A Chetrosu, au sud de la capitale moldave Chisinau, un silence inhabituel règne dans un grand hangar.
D’ordinaire, on y fabrique des matériaux de construction mais la guerre en Ukraine voisine a provoqué un séisme économique.
“En temps normal, toutes les machines de la ligne de production sont en marche et c’est extrêmement bruyant”, lance le fondateur Ion Ignat.
Seules deux mésanges charbonnières viennent rompre le silence de l’usine, perchées sur une poutre des lieux provisoirement à l’abandon.
Face à l’envolée des prix, le patron a pris début octobre la décision d’arrêter la production, pour la première fois depuis la création de son entreprise en 1992.
Inflation galopante, chute des livraisons de gaz russe et tensions sur le marché de l’électricité: cette ex-république soviétique de 2,6 millions d’habitants, nichée entre la Roumanie et l’Ukraine, est plongée dans une grave crise énergétique.
La présidente de la Commission européenne, Ursula von der Leyen, est attendue en Moldavie jeudi pour discuter d’un renfort de l’aide à ce pays qui rêve d’une adhésion à l’UE.

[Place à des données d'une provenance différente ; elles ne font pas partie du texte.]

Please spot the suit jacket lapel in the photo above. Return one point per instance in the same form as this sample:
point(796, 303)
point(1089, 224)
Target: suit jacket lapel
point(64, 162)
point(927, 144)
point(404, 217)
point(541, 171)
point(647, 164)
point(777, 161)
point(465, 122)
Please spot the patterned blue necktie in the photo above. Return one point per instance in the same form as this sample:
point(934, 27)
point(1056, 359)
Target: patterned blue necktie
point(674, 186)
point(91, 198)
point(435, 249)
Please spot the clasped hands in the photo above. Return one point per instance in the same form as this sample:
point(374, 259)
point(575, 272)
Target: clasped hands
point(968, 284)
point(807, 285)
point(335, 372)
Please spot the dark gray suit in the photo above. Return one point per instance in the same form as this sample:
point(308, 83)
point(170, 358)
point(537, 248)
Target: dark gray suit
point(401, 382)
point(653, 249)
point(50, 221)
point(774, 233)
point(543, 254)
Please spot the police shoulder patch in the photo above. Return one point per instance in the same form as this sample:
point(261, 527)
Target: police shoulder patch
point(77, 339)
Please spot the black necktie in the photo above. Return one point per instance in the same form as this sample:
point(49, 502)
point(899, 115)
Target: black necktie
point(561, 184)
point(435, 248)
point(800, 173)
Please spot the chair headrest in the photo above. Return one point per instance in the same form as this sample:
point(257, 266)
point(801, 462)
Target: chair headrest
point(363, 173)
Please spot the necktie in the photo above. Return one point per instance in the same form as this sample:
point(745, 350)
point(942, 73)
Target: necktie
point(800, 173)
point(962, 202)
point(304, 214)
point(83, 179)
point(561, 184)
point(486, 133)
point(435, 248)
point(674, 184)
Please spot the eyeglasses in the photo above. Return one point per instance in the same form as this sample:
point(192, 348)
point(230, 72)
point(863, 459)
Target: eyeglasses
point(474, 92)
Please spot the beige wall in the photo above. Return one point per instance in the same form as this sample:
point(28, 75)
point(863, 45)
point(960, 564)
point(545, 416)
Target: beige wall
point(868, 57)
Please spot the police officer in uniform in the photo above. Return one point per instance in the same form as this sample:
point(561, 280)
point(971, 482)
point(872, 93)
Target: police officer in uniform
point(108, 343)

Un pied dans l’UE, un pied en Russie
“C’est un défi quotidien pour trouver de l’énergie”, soulignait la semaine dernière sa dirigeante Maia Sandu.
Cette vulnérabilité “génère un chantage politique et une ingérence dans une démocratie” tiraillée entre Est et Ouest, déplorait-elle, fustigeant des tentatives de déstabilisation orchestrées par “les services secrets russes” et leurs relais sur place et en exil.
Quelques jours plus tôt, les Etats-Unis avaient sanctionné des oligarques moldaves “afin de contrer les campagnes d’influence persistantes de la Russie”.
La Moldavie, dépendante avant le conflit à quasiment 100% du gaz livré par le géant Gazprom, connaît depuis plusieurs semaines des difficultés d’approvisionnement. Désormais, seule la moitié de ses besoins sont couverts.
Quant à l’électricité, 30% de la demande était auparavant assurée par l’Ukraine, mais les frappes russes sur les infrastructures énergétiques ont obligé Kiev à stopper tout export vers son voisin moldave.
Les 70% restants sont normalement fournis par la centrale thermique de Cuciurgan, située dans la région séparatiste prorusse de Transdniestrie. Or, depuis le 1er novembre, la part a été fortement réduite, tombant à un peu plus d’un quart.
Lampadaires éteints la nuit, ascenseurs à l’arrêt, le gouvernement serre la vis. La Roumanie fournit par ailleurs depuis mi-octobre de l’électricité à un prix plafonné.
La situation ne pourra pas durer, prévient Ion Ignat. Dès le 24 février, début de l’offensive russe, “nous avons augmenté la cadence car je savais que la Russie allait nous faire chanter”, explique-t-il.
“Aujourd’hui j’écoule mes excédents de briques, ce qui me permet de garder mes 50 employés sans les mettre au chômage technique”, poursuit-il. Mais que se passera-t-il dans quelques mois?
“Nous avons un pied dans l’UE, et un pied dans la fédération russe mais si nous faisons preuve de courage et de dignité, nous aurons les deux pieds en Europe et nous pourrons nous défaire de l’influence de ces trente dernières années”, espère le sexagénaire.
Dans le noir
Dans les entreprises plus petites, le climat est encore plus sombre. Entre les cuves de sa brasserie artisanale, la première du pays, Serguei Litra subit la flambée des cours de l’énergie, qui touche en cascade le prix de ses matières premières comme le houblon et le verre. Sa facture d’électricité a en outre triplé.
En concertation avec ses six employés, il réfléchit à “augmenter les tarifs, au risque de réduire les ventes”. Et pour s’adapter aux nouvelles restrictions nationales, il produit en dehors des heures de pointe.
L’entrepreneur envisage d’investir dans les panneaux solaires, en quête d’indépendance énergétique – “seule solution durable car personne ne sait quand la guerre finira”.
Du côté des ménages, l’arrivée des frimas de l’hiver va compliquer la donne, les factures atteignant déjà “70% des revenus de certaines familles” selon la présidente Maia Sandu.
Les foyers se préparent à des pénuries de gaz, dont la demande double en général entre octobre et novembre, et à de possibles coupures de courant alors que la Moldavie risque de renforcer ses mesures d’économies d’énergie.
Dans le parc Stefan Cel Mare, au coeur de la capitale, Liliana Damaschin, une pharmacienne de 54 ans, profite des dernières lueurs du jour sous un arbre.
En visite dans son pays natal pour quelques jours après six ans en Italie, l’inquiétude se lit sur son visage. “J’ai ressenti une profonde tristesse en voyant Chisinau plongé dans le noir hier”, souffle-t-elle.